Under/Oversampling can be thought of as a case-control study. Viewing the spam/ham problem as a case-control design, we would fix the marginal distribution of ham to spam (via oversampling in this case) and the outcome of the study would be if the email subject line had the word "Viagra". Before oversampling, our estimate of $Pr(\mbox{spam})=\delta$ (its just the proportion of our sample which is spam). After oversampling, our estimate of $Pr(\mbox{spam})=\delta^\star >\delta$. This will be important later.

In most other studies, we would want to know $Pr(y=\mbox{spam} \vert x)$. This is referred to as the conditional distribution of spam (conditional on $x$ in this case). However, because of the sampling design fixing the marginal distribution of ham/spam, we can't estimate the conditional distribution of spam, but we can estimate the conditional distribution of $x$, $Pr(x \vert y=\mbox{spam})$.

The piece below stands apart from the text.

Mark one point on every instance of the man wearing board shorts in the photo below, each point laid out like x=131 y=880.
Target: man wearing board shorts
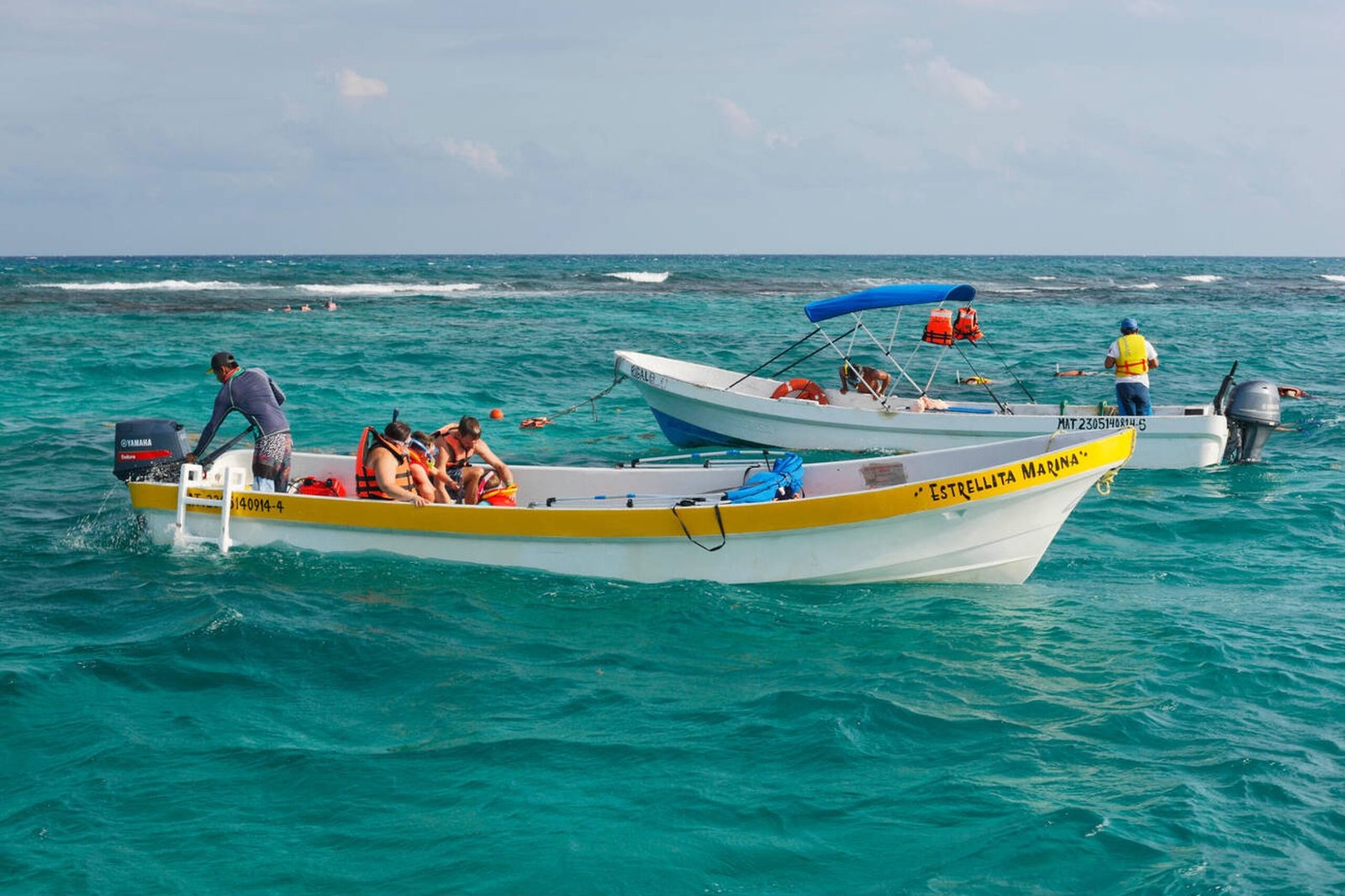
x=257 y=397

In order to get the conditional distribution of spam, we would need to account for the prevalence of spam. Following Lachin from chapter 5 of his book Biostatistical Methods: The Assessment of Relative Risks, 2nd Edition and an application of Bayes' Rule, the conditional distribution of spam would be calculated as

$$Pr(\mbox{spam} \vert x) = \dfrac{Pr(x\vert \mbox{spam})\cdot \delta}{Pr(x \vert \mbox{spam}) \cdot \delta + Pr(x \vert \mbox{ham}) \cdot (1-\delta)}$$

Can you spot the problem now?

Here is the problem: the sampling design fixes the prevalence in our sample to be something else other than $\delta$. In essence, we have forced the prevalence to be $\delta^ \star > \delta$ via oversampling. Hence, any estimate of the risk of spam from the data we have using oversampling is biased precisely because the prevalence is biased by design.

doesn't that just mean it has learnt the wrong things during training

Some of what you have learned would be wrong, but surprisingly not everything. The prevalence would certainly be wrong, hence the estimated risk would be wrong, but the relationship between $x$ and the risk of spam is unaffected. From Agresti (edited to align with our example),

We can find the odds ratio, however, because it treats the variables symmetrically, taking the same value using the conditional distribution of [$x$] given [spam] as it does using the conditional distribution of [spam] given [$x$].

So our model would learn the correct relationships between inputs and outputs, but the probabilities would be biased.

Let's make this more concrete by modelling $Pr(\mbox{spam} \vert x)$ with a logistic regression. Our model would be

$$ \operatorname{logit}(Pr(\mbox{spam} \vert x)) = \beta_0 + \beta_1 x$$

If we were to run a case-control study on the spam/ham problem, $\beta_0$ would be biased, but not $\beta_1$. Its easy to demonstrate this too via simulation. I will simulate data from the model

$$ \operatorname{logit}(p) = -2.2 + 0.46x $$

and upsample the minority class. Then, I will compute the difference between the estimated coefficients. I'll do this 1000 times and plot a histogram of the differences. We will see that $\beta_1 - 0.46$ will be centred around 0 (hence unbiased) whereas $\beta_0 - (-2.2)$ will not be centered around 0 (hence biased) due to the upsampling. I've added a red line at the point of 0 difference for reference.

enter image description here

Because the intercept is biased, the entire risk estimate is biased. Not performing the upsampling and fitting the model on the raw data fixes this bias (shown below, though it should be noted that the estimates are asymptotically unbiased, so we would need enough data for this to work).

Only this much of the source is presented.